While checking out my Twitter feed the other night, I happened upon the page of Rich Eisen, an NFL Network anchor.
Eisen, who hosts one of the best sports talk shows in the business, posted a link to a Baltimore Sun editorial which took President Trump to task over his tweets directed at Congressman Elijah Cummings.
Eisen retweeted the piece with the sentence, “Without question, the most scathing op-ed I’ve ever read.” Seems innocuous enough, right?
Yet, it didn’t take long for someone to direct Eisen to "stick to sports." The poster further argued that the mere act of retweeting something was an opinion, adding "celebrity politics don’t matter."
This follows an incident earlier this month when ESPN radio talk host Dan LeBetard sharply criticized Trump for a series of Tweets and statements that targeted four congresswomen of color.
LeBetard accused the president of "trying to get re-elected by dividing the masses."
This came after ESPN President Jimmy Pitaro issued a policy upon taking over last year that the company would refrain from political commentary unless there was a direct sports tie, which didn’t appear to be present in Trump’s tweets.
That policy was enacted after former ESPN host and commentator Jemele Hill called Trump a white supremacist on Twitter in 2017. Hill eventually left the channel and now writes for The Atlantic.
LeBetard confronted Pitaro’s policy head-on and on the air, saying ESPN only wanted to approach political topics at "some sort of weak, cowardly sports angle that we can run it through."

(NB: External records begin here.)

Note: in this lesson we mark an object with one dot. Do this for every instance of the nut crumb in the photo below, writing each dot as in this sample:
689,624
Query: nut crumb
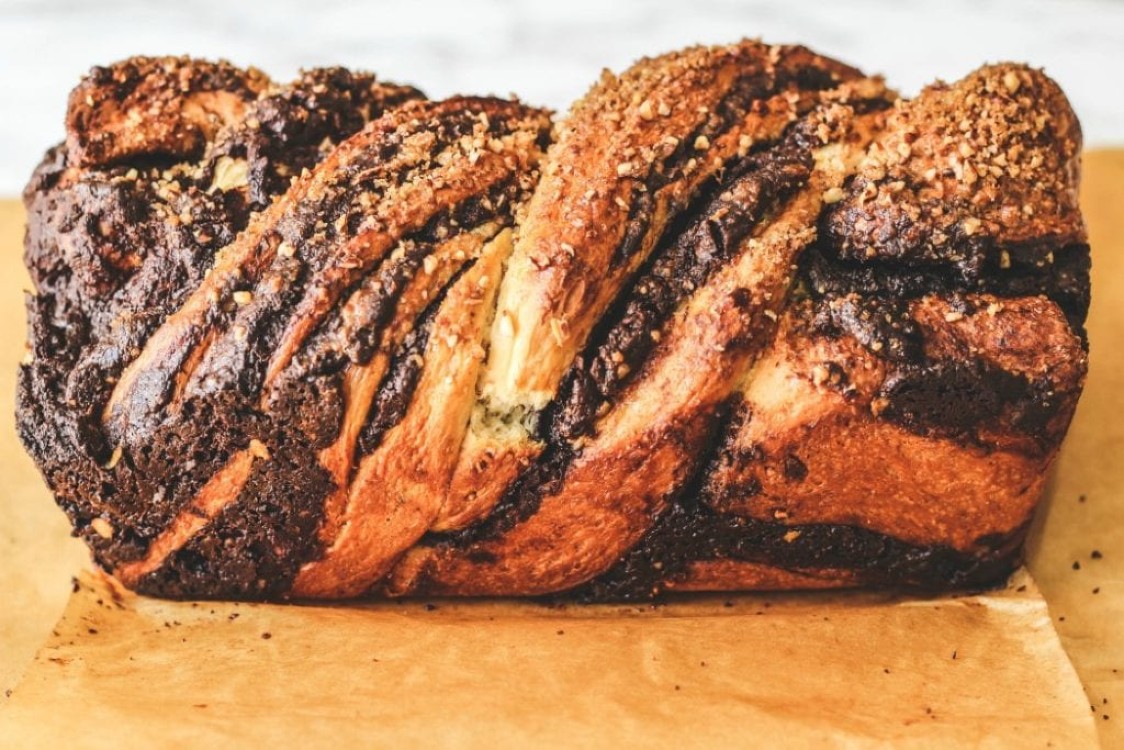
259,450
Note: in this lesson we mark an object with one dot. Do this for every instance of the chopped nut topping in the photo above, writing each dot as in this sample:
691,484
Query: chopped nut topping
229,174
259,450
102,527
1011,81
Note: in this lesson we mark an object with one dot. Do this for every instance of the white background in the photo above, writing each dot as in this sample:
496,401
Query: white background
545,52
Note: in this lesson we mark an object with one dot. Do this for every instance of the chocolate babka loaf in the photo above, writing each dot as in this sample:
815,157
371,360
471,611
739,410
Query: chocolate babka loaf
743,318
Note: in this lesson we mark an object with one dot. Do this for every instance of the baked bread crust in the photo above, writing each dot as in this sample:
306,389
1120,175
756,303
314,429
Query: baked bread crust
743,319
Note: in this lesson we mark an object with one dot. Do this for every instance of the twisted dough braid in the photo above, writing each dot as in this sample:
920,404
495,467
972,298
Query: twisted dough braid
743,319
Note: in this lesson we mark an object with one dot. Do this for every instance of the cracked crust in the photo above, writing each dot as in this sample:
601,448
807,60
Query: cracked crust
745,319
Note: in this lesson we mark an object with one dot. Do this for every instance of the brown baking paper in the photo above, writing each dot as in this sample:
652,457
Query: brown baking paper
709,671
839,669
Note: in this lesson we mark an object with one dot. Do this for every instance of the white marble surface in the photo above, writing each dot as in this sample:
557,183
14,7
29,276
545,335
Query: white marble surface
545,52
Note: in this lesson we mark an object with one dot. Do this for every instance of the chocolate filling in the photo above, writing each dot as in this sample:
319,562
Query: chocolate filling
706,237
395,392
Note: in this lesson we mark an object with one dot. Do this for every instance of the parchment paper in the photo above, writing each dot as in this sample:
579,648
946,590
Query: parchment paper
831,669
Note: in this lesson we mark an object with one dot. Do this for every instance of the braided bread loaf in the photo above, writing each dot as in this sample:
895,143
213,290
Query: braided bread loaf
743,319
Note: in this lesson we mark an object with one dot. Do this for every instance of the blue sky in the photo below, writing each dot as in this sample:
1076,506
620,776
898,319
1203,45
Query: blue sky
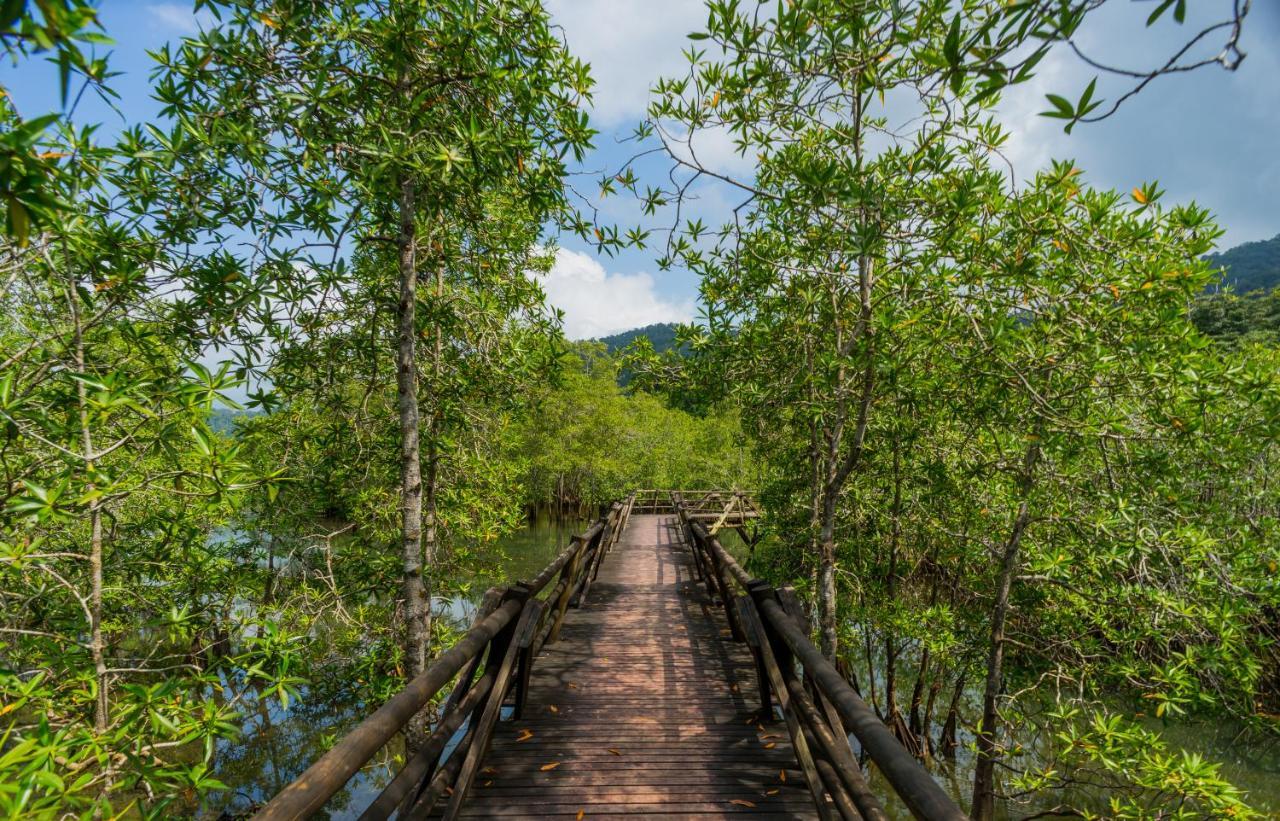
1212,136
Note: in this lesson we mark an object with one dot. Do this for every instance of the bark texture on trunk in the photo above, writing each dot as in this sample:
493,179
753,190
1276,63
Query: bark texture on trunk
414,591
984,767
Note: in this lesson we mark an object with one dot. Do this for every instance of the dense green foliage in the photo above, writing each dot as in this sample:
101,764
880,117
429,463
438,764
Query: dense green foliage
996,450
588,442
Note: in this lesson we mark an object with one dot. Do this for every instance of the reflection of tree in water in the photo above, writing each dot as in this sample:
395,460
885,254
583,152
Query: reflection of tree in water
279,744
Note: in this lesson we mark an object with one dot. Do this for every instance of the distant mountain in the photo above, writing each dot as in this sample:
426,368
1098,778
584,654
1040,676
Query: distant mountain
662,337
1249,267
223,419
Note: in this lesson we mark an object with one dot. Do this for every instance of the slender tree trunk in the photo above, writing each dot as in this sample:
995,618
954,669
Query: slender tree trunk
827,577
984,767
414,591
97,644
949,728
891,584
927,720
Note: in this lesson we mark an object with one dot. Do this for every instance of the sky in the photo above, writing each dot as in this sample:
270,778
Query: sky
1211,136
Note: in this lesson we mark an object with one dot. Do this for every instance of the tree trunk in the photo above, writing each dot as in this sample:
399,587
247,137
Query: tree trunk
949,728
891,584
984,766
414,592
926,739
827,577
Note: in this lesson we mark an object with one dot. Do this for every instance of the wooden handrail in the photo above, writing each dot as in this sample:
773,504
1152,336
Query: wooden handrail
780,642
511,626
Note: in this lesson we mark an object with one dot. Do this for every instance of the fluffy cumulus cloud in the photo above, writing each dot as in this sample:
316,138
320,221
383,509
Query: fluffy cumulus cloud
598,302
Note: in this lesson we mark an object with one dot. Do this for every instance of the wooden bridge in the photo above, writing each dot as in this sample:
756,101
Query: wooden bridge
654,678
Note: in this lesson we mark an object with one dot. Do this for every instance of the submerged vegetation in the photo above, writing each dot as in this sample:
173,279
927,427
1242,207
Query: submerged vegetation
1016,460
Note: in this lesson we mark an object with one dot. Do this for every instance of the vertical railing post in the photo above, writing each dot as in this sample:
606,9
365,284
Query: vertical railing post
567,577
725,596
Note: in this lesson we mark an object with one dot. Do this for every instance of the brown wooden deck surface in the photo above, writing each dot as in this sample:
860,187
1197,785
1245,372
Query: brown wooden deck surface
645,706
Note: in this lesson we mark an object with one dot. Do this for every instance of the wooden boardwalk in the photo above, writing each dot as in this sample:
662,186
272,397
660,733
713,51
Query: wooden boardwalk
645,706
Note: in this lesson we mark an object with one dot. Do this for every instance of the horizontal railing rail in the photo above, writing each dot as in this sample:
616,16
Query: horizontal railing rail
492,661
819,706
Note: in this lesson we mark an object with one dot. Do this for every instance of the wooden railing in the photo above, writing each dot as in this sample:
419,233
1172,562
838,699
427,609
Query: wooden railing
490,662
819,706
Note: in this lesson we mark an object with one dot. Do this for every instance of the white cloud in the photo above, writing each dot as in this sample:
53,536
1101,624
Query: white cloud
630,44
179,18
597,302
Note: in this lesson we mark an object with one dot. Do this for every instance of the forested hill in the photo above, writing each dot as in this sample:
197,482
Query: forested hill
662,336
1251,267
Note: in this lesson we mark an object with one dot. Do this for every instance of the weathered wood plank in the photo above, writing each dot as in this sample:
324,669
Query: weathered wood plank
645,706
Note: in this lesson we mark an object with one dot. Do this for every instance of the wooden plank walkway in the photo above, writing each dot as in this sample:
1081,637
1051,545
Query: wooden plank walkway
645,706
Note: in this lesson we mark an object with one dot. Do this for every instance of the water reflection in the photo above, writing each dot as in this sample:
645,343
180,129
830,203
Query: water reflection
278,743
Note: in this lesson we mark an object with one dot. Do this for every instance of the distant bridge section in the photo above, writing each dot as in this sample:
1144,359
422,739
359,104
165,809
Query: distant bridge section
643,671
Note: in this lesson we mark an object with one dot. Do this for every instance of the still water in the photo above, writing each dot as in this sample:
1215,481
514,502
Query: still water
279,743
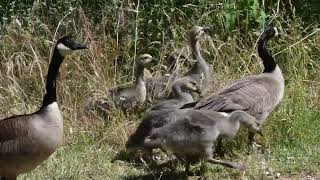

Pitaro and LeBetard, the son of Cuban immigrants, reportedly met to discuss LeBetard’s comments, and, after a day off, LeBetard returned to the air.
In full disclosure, I’m not a fan of LeBetard, whose work on air and in his previous iteration as a Miami Herald columnist, can border on the sophomoric.
But, on this point, LeBetard may be onto something, though calling your boss and his policy cowardly in a public forum doesn’t seem to be the brightest idea.
The phrase “stick to sports” almost always is hurled at an athlete, coach or sports media figure who has said or, in this case, written, something that runs counter to the hurler’s point of view.
But while a player, say Tom Brady or Stephen Curry, who each passed up White House visits over policy differences with the current and previous occupants, has a level of freedom to speak their minds, what about sports writers and broadcasters?
Does a web page or a radio or television program or placement in a sports section give the media practitioner the ability to opine on any subject, even the ones that have nothing to do with athletics?
Of course it does. Although the First Amendment only protects speakers from censorship by the government, free speech means nothing if the words are only the ones we like and those words only come from approved places and at approved times.
And that’s how I see it for this week.